Dies führte dazu, dass Maniok als „das tödlichste Nahrungsmittel der Welt“ bezeichnet wurde.
„Maniokknollen enthalten unterschiedliche Mengen an cyanogenen Glykosiden, die die Wurzel vor dem Befall durch Tiere und Insekten schützen. Durch geeignete Verarbeitung vor dem Verzehr kann der Gehalt an cyanogenen Glykosiden in Maniok reduziert werden. Wird cyanogener Maniok jedoch nicht ordnungsgemäß verarbeitet, kommt es zu einer hohen Cyanidaufnahme über die Nahrung“, heißt es in einer von der WHO veröffentlichten Studie.

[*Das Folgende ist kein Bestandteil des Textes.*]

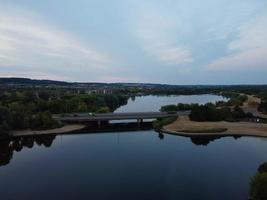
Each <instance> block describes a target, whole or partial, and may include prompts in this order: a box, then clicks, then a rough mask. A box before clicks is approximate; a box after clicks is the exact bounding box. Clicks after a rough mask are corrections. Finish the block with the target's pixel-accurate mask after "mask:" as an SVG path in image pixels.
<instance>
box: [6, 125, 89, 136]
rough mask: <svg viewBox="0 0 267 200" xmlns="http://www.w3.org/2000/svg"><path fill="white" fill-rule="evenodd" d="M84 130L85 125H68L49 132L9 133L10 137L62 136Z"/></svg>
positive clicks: (28, 131) (55, 128)
mask: <svg viewBox="0 0 267 200" xmlns="http://www.w3.org/2000/svg"><path fill="white" fill-rule="evenodd" d="M83 128H85V125H82V124H68V125H64V126H63V127H61V128H55V129H49V130H40V131H37V130H19V131H11V132H10V133H9V135H10V136H12V137H18V136H30V135H50V134H63V133H70V132H74V131H78V130H81V129H83Z"/></svg>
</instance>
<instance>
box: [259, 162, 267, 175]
mask: <svg viewBox="0 0 267 200" xmlns="http://www.w3.org/2000/svg"><path fill="white" fill-rule="evenodd" d="M258 172H259V173H263V172H266V173H267V162H266V163H263V164H261V165H260V166H259V168H258Z"/></svg>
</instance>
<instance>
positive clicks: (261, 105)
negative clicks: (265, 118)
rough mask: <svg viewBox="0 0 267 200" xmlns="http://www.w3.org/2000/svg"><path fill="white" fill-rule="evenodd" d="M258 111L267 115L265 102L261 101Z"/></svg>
mask: <svg viewBox="0 0 267 200" xmlns="http://www.w3.org/2000/svg"><path fill="white" fill-rule="evenodd" d="M258 110H259V111H260V112H262V113H265V114H267V101H262V102H261V103H260V105H259V107H258Z"/></svg>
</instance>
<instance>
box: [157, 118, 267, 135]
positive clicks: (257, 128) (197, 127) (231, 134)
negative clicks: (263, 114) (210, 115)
mask: <svg viewBox="0 0 267 200" xmlns="http://www.w3.org/2000/svg"><path fill="white" fill-rule="evenodd" d="M162 131H163V132H167V133H171V134H177V135H184V136H205V135H218V136H221V135H223V136H225V135H231V136H233V135H236V136H258V137H267V124H263V123H253V122H225V121H220V122H195V121H190V119H189V117H188V116H180V117H179V118H178V119H177V120H176V121H175V122H173V123H172V124H169V125H167V126H164V127H163V129H162Z"/></svg>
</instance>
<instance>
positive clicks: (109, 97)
mask: <svg viewBox="0 0 267 200" xmlns="http://www.w3.org/2000/svg"><path fill="white" fill-rule="evenodd" d="M127 100H128V96H127V95H120V94H86V93H85V92H80V91H76V90H73V91H72V90H44V89H40V90H38V89H24V90H5V91H2V92H1V93H0V132H2V133H3V132H4V133H6V132H8V131H9V130H14V129H27V128H30V129H48V128H55V127H57V126H58V124H57V122H56V121H55V120H53V118H52V114H58V113H70V112H109V111H113V110H115V109H116V108H118V107H119V106H121V105H124V104H126V103H127Z"/></svg>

„Dies geschieht häufig in Zeiten von Hungersnot und Krieg. Das in Maniok enthaltene Cyanid wird mit akuter Cyanidvergiftung und verschiedenen Krankheiten, einschließlich Konzo, in Verbindung gebracht.“
„Konzo ist eine irreversible spastische Paraparese mit plötzlichem Beginn, die mit dem Verzehr von bitterer Maniok 22, 23 und einer geringen Proteinzufuhr in Verbindung steht. Es handelt sich um eine Krankheit extremer Armut. Konzo tritt meist epidemisch auf, es werden aber auch sporadische Fälle berichtet.“
Bei richtiger Zubereitung und maßvollem Verzehr – beispielsweise durch Einweichen der geschälten Maniokwurzel 24 Stunden vor der Zubereitung oder durch Kochen und Trocknen in der Sonne – ist Maniok eine bedeutende Quelle für Kohlenhydrate, Ballaststoffe, Vitamine und Mineralien.